The Columbia native and Hickman High School grad has built a distinguished career. The Wall Street Journal calls him “one of the Western world’s most thoughtful writers on modern China”; and his publisher, HarperCollins, describes Hessler as a writer “who deftly illuminates the vast, shifting landscape of a traditionally rural nation that, having once built walls against foreigners, is now building roads and factory towns that look to the outside world.”
After the longtime Beijing correspondent for The New Yorker acquired his Chinese driver’s license in 2001, he traveled the country, tracking how cars and improved roads were transforming China.
The book, according to HarperCollins, writes movingly about the average people — farmers, migrant workers, entrepreneurs — who have reshaped the nation during one of the most critical periods in its history. It is about Hessler’s 7,000-mile trip across northern China, following the Great Wall, from the East China Sea to the Tibetan plateau.
He investigates a historically important rural region being abandoned, according to the book, as young people migrate to jobs in the southeast. Next, Hessler spends six years in Sancha, a small farming village in the mountains north of Beijing, which dramatically changes after the local road is paved and the capital’s auto boom brings new tourism.
Finally, he turns his attention to urban China, researching development over a period of more than two years in Lishui, a small southeastern city where officials hope that a new government-built expressway will transform a farm region into a major industrial center, his publisher explained.

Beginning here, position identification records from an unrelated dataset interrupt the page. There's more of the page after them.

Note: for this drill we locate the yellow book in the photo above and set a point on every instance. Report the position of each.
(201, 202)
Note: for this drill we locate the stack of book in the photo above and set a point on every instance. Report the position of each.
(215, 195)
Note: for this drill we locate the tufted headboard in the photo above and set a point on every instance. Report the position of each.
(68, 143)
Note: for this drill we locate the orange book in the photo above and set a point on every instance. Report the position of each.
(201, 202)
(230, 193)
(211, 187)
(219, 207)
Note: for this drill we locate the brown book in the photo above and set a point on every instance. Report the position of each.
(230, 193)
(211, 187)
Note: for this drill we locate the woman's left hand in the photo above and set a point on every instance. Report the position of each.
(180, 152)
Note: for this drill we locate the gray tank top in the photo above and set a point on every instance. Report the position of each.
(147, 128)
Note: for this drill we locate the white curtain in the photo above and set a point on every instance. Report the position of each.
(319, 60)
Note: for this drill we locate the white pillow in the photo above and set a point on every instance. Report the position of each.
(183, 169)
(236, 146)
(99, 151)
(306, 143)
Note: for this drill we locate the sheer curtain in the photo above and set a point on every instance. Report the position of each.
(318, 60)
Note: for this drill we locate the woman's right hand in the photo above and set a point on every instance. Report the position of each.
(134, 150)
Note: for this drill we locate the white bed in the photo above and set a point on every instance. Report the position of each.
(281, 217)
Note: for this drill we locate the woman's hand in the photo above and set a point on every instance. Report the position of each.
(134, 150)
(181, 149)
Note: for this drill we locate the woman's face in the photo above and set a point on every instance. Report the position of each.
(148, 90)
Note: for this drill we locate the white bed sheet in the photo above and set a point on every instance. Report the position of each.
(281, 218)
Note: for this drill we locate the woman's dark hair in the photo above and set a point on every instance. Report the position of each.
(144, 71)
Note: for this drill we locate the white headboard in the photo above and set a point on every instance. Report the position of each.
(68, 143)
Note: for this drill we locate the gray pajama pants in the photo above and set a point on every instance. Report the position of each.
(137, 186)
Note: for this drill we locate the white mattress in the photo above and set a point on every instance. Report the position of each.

On his travels through China, he frequently encountered Chinese who have never met a foreigner, much less an American. About that, he said many Chinese farmers “were very friendly and invited him to their house, to drink tea and chat.” Regarding Americans, Hessler said the average Chinese “think all the American are very rich, and they all have guns.”
“They know only a few things about America,” he explained.
Hessler said, however, that it was not his job, while living and reporting in China, to represent an entire culture.
“I never think that I’m an ambassador for America,” he said. “I am only a writer. I don’t care about politics; I just want to write a good story. When I traveled in China, I found that most of the Chinese aren’t interested in politics. They are different from Americans. Chinese pay more attention to their life.”
Being on the road opened Hessler up not only the highways and byways, but also the lives of the Chinese.
“It is a little bit noisy, and people pass by if you are traveling by train or by walking, and the communication of face to face would be less,” he said. “But by driving, I made friends with many strangers who were very kind. Sometimes, they asked me for a ride, we had a short route together. They told me their stories about China or about their life. It made me learn a lot, and I enjoyed it,” he said.